Nikel: Nach schwieriger Güterabwägung komme ich zu dem Schluss, dass wir die Kampfpanzer in einer westlichen Koalition unter noch zu bestimmenden Modalitäten schnell liefern sollten. Aus moralischen, militärischen und politischen Gründen. Man kann der Ukraine, die überfallen wurde, nicht das Notwendige zu ihrer Selbstverteidigung verweigern. Militärisch machen die westlichen Kampfpanzer derzeit eine Menge Sinn. Der amerikanische NATO-Oberbefehlshaber hält die Eskalationsgefahren für beherrschbar. Auf der östlichen Flanke der Nato gibt es eine sehr starke Bewegung, Kampfpanzer zu liefern. Die Führung Deutschlands in NATO und EU, die deutsche Politiker immer wieder fordern, steht auf dem Spiel
Polen möchte Reparationen aus Deutschland. Berlin sagt Nein. Spielt das Thema in Polen wirklich eine Rolle oder ist es eine reine Provokation der regierenden PiS?

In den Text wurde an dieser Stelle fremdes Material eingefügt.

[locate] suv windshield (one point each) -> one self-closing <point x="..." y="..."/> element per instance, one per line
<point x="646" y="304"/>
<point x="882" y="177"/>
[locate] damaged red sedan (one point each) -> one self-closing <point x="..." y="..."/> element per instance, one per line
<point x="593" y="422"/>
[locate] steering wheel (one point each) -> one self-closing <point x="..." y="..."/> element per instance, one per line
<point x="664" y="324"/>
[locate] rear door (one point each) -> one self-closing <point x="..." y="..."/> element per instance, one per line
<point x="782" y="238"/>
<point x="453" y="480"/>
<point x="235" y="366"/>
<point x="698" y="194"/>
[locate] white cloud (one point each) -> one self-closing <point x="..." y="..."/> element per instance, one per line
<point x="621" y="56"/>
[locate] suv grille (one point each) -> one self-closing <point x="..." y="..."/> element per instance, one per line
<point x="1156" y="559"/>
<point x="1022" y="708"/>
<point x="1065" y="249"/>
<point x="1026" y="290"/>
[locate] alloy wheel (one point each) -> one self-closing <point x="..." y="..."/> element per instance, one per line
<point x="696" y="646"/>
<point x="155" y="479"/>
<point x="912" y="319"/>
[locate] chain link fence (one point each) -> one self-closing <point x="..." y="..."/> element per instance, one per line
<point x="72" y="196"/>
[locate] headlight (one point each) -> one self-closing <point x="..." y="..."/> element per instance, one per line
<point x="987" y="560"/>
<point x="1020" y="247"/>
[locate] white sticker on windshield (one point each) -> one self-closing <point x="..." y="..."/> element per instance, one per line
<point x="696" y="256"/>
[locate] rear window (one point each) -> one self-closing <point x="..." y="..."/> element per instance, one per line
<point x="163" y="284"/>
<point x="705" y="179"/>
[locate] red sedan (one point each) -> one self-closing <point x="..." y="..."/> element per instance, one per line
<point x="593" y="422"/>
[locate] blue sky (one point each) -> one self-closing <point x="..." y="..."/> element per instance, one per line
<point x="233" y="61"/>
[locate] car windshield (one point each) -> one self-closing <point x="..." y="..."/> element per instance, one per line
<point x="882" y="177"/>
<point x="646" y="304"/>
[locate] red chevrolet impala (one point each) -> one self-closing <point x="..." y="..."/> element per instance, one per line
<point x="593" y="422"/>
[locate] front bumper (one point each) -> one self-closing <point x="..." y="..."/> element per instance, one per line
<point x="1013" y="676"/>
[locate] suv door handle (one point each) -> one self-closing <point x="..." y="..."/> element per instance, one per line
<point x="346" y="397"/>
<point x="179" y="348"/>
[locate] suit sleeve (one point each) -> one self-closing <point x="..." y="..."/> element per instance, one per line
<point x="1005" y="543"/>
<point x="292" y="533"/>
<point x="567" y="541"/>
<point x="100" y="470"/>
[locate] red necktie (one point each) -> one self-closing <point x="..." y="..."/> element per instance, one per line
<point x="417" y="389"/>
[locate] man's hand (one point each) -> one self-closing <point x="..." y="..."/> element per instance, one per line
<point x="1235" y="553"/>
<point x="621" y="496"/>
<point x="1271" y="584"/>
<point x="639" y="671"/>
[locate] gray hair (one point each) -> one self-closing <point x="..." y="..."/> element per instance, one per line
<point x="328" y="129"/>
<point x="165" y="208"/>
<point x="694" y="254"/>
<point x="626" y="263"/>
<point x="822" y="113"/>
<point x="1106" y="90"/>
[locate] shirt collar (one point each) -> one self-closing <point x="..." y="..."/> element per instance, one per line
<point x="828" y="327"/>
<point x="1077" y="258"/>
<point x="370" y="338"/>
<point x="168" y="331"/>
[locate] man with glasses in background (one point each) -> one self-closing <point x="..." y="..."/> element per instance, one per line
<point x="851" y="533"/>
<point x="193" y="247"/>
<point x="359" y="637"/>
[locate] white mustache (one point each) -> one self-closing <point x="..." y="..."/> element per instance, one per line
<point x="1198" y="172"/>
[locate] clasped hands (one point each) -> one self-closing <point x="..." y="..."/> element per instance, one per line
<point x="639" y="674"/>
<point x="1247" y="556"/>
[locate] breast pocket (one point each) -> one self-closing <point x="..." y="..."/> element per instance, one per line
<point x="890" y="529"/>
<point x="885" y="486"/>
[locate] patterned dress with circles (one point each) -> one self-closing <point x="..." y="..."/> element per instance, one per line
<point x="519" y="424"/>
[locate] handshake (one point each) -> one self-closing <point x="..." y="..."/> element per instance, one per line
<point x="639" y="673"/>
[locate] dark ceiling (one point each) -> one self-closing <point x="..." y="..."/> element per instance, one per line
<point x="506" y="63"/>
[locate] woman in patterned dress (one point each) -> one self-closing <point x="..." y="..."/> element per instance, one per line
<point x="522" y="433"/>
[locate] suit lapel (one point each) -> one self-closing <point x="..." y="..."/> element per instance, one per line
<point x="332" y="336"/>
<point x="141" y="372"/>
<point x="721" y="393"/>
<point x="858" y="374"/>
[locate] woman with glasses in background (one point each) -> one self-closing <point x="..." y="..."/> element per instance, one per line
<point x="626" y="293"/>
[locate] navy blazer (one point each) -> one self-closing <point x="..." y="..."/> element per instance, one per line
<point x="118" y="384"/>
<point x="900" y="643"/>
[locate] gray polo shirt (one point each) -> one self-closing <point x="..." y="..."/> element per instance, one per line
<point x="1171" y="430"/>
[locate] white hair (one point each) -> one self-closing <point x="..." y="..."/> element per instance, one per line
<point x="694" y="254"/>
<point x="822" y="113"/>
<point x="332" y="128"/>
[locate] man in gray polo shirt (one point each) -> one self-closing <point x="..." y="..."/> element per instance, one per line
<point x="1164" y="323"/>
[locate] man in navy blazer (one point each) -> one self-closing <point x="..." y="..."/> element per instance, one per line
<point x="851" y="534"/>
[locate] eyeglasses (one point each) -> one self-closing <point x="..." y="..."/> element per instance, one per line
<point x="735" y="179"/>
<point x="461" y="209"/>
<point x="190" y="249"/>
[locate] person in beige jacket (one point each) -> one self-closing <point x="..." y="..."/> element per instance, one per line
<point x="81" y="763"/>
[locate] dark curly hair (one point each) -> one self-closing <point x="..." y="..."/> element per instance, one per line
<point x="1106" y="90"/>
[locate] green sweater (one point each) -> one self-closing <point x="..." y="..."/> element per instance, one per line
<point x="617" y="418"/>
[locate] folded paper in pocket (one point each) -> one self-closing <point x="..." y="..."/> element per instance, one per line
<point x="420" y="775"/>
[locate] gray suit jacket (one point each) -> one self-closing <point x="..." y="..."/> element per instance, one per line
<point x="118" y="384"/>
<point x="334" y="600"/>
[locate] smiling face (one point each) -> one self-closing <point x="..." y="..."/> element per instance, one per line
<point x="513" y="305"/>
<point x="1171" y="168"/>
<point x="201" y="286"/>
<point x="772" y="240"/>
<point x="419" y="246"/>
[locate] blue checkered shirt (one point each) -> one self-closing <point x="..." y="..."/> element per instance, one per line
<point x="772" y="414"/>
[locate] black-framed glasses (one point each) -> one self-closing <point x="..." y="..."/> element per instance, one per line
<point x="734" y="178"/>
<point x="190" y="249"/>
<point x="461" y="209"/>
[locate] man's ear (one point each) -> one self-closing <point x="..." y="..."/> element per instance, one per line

Nikel: Die schrecklichen deutschen Verbrechen im Zweiten Weltkrieg in Polen dürfen nicht vergessen werden. Die Wunden sind nicht vernarbt. Dennoch sind die derzeitigen polnischen Forderungen vor allem innenpolitisch bedingt. Reparationsforderungen sind nach deutscher Rechtsauffassung spätestens mit dem 2+4-Vertrag erledigt. Freiwillige Gesten gegenüber Polen - wie in der Vergangenheit - bleiben aber weiter möglich. Der zentrale Ort des Erinnerns und der Begegnung in Berlin für die deutschen Verbrechen in Polen, den der Deutsche Bundestag 2020 mandatiert hat und den die von mir geleitete deutsch-polnische Expertenkommission mit einem Konzept unterlegt hat, sollte schnell geschaffen werden.